Si ha l’impressione che nei nostri tempi sul culto alle reliquie «sia sceso una sorta di silenzio imbarazzante, se non di rifiuto, quasi si trattasse di superstizione o, almeno, di un aspetto di anacronistica religiosità popolare», scriveva Vittorio Messori qualche tempo fa. Eppure, se ci rifacciamo al Vangelo, troviamo dei passi che ci testimoniano chiaramente il valore taumaturgico che viene dato a ciò che può, anche indirettamente, metterci in contatto con chi ha il carisma di guarire. I sinottici riportano l’episodio della donna che soffriva di emorragia e che si accosta a Gesù per toccargli il mantello. Il pensiero che muove questa donna è: «Se riuscirò anche solo a toccare il suo mantello, sarò guarita» e in base a questa fede ottiene la guarigione.
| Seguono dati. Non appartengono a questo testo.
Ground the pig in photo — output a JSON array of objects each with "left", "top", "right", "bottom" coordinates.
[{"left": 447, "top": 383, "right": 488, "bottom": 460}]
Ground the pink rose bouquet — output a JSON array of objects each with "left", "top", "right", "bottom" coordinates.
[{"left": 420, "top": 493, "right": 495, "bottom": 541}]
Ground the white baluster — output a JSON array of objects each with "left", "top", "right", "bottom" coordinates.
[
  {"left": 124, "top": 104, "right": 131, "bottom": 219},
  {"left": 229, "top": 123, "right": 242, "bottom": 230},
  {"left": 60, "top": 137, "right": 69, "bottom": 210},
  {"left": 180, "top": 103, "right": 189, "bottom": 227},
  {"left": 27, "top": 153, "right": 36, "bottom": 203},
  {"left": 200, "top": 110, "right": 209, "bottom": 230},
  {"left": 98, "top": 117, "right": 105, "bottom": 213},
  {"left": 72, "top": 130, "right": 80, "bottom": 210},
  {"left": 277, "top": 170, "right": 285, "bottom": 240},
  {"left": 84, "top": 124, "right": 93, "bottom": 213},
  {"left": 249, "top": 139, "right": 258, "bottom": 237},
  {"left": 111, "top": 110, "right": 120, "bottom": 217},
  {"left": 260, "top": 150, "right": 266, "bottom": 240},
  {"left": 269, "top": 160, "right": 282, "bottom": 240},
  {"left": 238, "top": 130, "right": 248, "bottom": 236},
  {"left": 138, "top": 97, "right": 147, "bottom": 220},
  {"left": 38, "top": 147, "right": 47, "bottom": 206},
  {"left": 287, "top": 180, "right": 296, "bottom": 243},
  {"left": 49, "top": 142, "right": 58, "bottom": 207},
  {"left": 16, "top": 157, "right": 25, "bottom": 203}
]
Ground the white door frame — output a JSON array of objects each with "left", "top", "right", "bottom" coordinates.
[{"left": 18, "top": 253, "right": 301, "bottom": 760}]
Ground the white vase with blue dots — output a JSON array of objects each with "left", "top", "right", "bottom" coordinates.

Se questo miracolo può essere interpretato nel senso che la fede della donna è così grande che le basta solo un contatto anche minimo, negli Atti degli apostoli abbiamo invece la chiara documentazione di un uso propriamente taumaturgico dell’oggetto. Leggiamo in At 19, 11-12: «Dio intanto operava prodigi non comuni per opera di Paolo, al punto che si mettevano sopra i malati fazzoletti o grembiuli che erano stati a contatto con lui e le malattie cessavano e gli spiriti cattivi fuggivano».
Dunque toccare una reliquia, pregare di fronte ad essa significa riaffermare la fede ed impegna alla imitazione del Figlio di Dio, incarnato, morto e risorto, del cui volto sono immagine luminosa i santi.
Ora, da qui ne deriva un’equazione molto semplice: toccare è comunicare. Talmente semplice che nel nostro linguaggio comune quando intendiamo esprimere la certezza di quel che viviamo spesso diciamo: «vorrei toccare con mano». Mi sembra, quindi, particolarmente importante vivere il rapporto con la “reliquia” tenendo conto della dimensione “comunicativa” del toccare. Questo aiuta a sviluppare la consapevolezza di ciò che avviene nel nostro mondo interiore quando tocchiamo le cose o quando tocchiamo anche l’altro. Scegliere di toccare l’altro, attraverso un abbraccio, una stretta di mano, una carezza, è come scegliere di tuffarsi da un trampolino. Non sappiamo cosa succederà nell’altro nel momento in cui lo toccheremo, ma possiamo prendere consapevolezza di cosa avviene nel nostro mondo interiore quando stiamo per toccarlo, in particolare se ci stiamo muovendo per andare via da una sensazione spiacevole interna o se stiamo toccando l’altro per andare verso di lui. Prendere consapevolezza del perché ci stiamo per tuffare è un passo importante per la costruzione della relazione e dello scambio empatico di vissuti ed informazioni.
Questa dinamica comunicativa va ricostruita anche in relazione alla reliquia. Peraltro essa può rendere particolarmente vicina questa “pietà popolare” al mondo giovanile, particolarmente allenato al “touch”. Si tratta di riportare questa dimensione ad un livello alto. C’è un touch-tatto che è lo sfiorare continuo, a volte compulsivo di uno smartphone, che fa entrare in relazione con una dimensione allargata di amici, o isolare dal mondo che non si vuole vedere; che permette una comunicazione multitasking con singoli e intere comunità di amici noti e meno noti, vicini e lontani; che riduce le distanze e favorisce una proliferazione istantanea di informazioni e contenuti leciti o illeciti, utili o futili, che invia uno smile sorridente, e fa bene, o un video violento, e distrugge. E c’è un touch-contatto che dice relazione, incontro, comunicazione verbale e non verbale, empatia dell’anima, vicinanza fisica.
Una sana e naturale catechesi sulle reliquie favorisce il recupero di questa dimensione del con-tatto che ci aiuta a comunicare senza la polivalenza linguistica: il corpo diventa la tela su cui appaiono le parole giuste. Si tratta di provare, almeno qualche volta, a pensare di meno e a sentire di più.